Issue #2: Should Mr. Findlay have paid $150.00 per month for child care expenses between September 1, 2019, and September 26, 2022?

[58]         To determine if Mr. Findlay is entitled to a reimbursement of the $150.00 child care expense he paid between September 1, 2019, and September 26, 2022, I must answer the following three questions:

a.     Has Mr. Findlay established that a material change of circumstances has arisen since the Consent Order was issued, justifying a reconsideration of child support?
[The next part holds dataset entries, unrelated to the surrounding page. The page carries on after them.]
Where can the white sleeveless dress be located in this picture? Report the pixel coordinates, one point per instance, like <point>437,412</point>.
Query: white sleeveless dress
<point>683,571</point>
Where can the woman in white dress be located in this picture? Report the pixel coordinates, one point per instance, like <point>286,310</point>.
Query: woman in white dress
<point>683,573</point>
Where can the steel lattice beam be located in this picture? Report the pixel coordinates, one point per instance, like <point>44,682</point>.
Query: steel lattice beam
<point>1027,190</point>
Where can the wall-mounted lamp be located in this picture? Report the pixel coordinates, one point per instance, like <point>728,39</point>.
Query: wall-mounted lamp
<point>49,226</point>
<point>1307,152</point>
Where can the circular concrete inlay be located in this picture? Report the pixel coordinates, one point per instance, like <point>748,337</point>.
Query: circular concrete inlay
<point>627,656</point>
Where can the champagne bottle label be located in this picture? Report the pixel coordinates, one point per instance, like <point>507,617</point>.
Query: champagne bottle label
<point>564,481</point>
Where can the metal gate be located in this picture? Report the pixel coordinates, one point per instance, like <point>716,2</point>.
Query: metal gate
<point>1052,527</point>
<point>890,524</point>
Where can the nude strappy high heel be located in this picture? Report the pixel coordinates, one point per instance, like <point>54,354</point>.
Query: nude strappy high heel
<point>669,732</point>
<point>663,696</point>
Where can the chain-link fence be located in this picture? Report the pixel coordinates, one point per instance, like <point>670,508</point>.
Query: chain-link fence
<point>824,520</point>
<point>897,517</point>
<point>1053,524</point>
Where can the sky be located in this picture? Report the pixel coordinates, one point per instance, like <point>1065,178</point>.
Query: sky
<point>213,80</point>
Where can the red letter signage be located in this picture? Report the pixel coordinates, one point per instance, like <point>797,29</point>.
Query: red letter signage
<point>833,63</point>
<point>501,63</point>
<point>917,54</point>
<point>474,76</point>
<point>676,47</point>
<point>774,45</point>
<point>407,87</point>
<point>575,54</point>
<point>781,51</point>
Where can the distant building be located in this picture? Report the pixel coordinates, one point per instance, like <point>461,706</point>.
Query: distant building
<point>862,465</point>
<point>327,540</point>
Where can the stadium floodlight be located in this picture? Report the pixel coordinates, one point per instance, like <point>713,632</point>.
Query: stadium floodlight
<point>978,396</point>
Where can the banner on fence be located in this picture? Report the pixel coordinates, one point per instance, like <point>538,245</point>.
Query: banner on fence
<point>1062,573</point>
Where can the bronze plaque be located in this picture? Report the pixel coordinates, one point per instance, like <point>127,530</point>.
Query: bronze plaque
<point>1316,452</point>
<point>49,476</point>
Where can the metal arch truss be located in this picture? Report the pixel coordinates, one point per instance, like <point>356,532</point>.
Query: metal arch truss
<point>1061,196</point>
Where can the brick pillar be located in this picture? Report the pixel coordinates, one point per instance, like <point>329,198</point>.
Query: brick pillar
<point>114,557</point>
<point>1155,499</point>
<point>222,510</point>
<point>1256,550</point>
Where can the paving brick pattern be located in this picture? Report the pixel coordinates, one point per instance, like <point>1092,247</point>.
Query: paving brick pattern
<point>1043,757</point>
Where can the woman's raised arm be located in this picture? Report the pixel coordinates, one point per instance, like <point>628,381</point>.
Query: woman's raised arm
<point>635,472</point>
b.    When did the parties’ children stop requiring child care?

c.     Should Mr. Findlay’s obligation to pay child support be terminated as of the date his children stopped requiring child care?

[59]         I will now address each question.

a.     Has Mr. Findlay established that a material change of circumstances has arisen since the Consent Order was issued justifying a reconsideration of child support?

[60]         Mr. Findlay asserts that his children stopped requiring child care in September of 2019 when his youngest child, Olivia, was 11. He continued to pay $150 per moth toward child care costs thereafter until September of 2022. Ms. Bent does not contest these facts.

[61]         The fact that none of Mr. Findlay’s children were in child care as of September 2019 constitutes a material change in circumstance which permits me to consider whether a change in the child care expense provisions of the Consent Order is appropriate.

b.     When did the parties’ children stop requiring child care?

[62]         As noted, the parties’ youngest child stopped requiring child care in September of 2019. The parties agree as to this date.

c.      Should Mr. Findlay’s obligation to pay child support be terminated as of the date his children stopped requiring child care?

[63]         Mr. Findlay’s obligation to pay $150.00 per month for child care expenses is set out in paragraph 7 of the Consent Order. The requirement is specific in that the payment was “towards the child care expenses.”

[64]         I find that Mr. Findlay’s obligation to pay $150.00 per month in respect of child care ceased once the parties’ children stopped requiring child care that expense was no longer being incurred.

[65]         Mr. Findlay paid Ms. Bent $5,500.00 in respect of child care expenses between September of 2020 and September of 2022. Mr. Findlay is entitled to reimbursement by Ms. Bent in this amount.

[66]         The parties have agreed that the amount of the child care expense overpayment, which I have set at $5,500, should be held in abeyance pending adjudication of Ms. Bent’s claim for retroactive repayment of child support and special or extraordinary expenses. I direct that overpayment be held in abeyance on the condition that that issue is placed before the court for adjudication within one year of the date of this decision. If the matter has not been adjudicated within one year, the overpayment amount will due and payable and will be set off against child support payable by Mr. Findlay in the amount of $220.00 per month for twenty-five months.

[67]         The Family Division Scheduling Office will contact the parties to schedule a conference to schedule the trial of Ms. Bent’s retroactive repayment claim.

[68]         I will ask that Ms. Shackleton prepare the order.

[69]         The parties shall provide their written positions regarding costs within one month of this decision.

 

                                                                                      Ingersoll, J.